The KLR10, which Bendix/King calls a lift-reserve indicator, uses visual cues augmented by aural annunciations to warn the pilot of impending stall angle of attack. It has a small, two-inch-high indicator mounted in the pilot’s field of vision and the sensing end of the device fits into an inspection hole in the underside of the aircraft wing; thus no drilling or major fabrication is required to install it. At a price of $1,600, the KLR10 will be sold initially into the experimental market, with approvals for certified aircraft coming later. “Not only can the KLR 10 tell you when you’re dangerously slow, when you need to do high-performance operations—short-field takeoffs or short-field landings—this will tell you how close you are to the actual maximum lift of the airplane,” said Jollis.

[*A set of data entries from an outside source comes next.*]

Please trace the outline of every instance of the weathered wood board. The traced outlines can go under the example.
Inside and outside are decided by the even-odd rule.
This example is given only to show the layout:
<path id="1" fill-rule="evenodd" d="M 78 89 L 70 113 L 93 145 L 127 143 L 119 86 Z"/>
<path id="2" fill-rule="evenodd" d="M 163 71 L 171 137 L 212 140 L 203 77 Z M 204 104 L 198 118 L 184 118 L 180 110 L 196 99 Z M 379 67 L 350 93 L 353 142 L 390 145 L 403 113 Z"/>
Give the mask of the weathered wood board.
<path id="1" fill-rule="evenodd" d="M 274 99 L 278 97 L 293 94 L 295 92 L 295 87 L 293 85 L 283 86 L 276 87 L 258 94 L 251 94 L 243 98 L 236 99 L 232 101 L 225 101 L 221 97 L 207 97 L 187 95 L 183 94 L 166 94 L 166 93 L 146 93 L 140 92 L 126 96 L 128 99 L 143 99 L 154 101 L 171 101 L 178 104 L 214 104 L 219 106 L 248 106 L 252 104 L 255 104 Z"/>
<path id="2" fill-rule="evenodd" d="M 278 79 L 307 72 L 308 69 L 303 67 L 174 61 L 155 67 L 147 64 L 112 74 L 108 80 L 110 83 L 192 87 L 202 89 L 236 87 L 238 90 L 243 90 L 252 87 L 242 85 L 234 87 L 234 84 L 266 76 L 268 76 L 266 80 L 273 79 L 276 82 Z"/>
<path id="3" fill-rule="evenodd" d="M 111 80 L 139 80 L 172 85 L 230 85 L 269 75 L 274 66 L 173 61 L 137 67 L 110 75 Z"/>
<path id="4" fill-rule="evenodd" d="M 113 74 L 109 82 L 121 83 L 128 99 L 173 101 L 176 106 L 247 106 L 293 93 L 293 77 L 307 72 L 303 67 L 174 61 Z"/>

In keeping with its commitment to deliver lower-cost avionics, Bendix/King also announced the KT74, a Mode S transponder with extended squitter that meets the 2020 mandate for ADS-B Out. The real eye-opener is the price. The KT74 will sell for $2,999, competing with Garmin’s $4,300 equivalent, the GTX330, also with extended squitter. Jollis said the KT74 is the first certified product Bendix/King will introduce this year and it's designed in the industrial style that we’re told other products in the line will also have. The KT74 is a slide-in replacement for other Bendix/King transponders, including the KT76 and, since it requires WAAS-capable GPS to function with ADS-B Out, the transponder is compatible with the new KSN770 and the Garmin GNS WAAS line of navigators.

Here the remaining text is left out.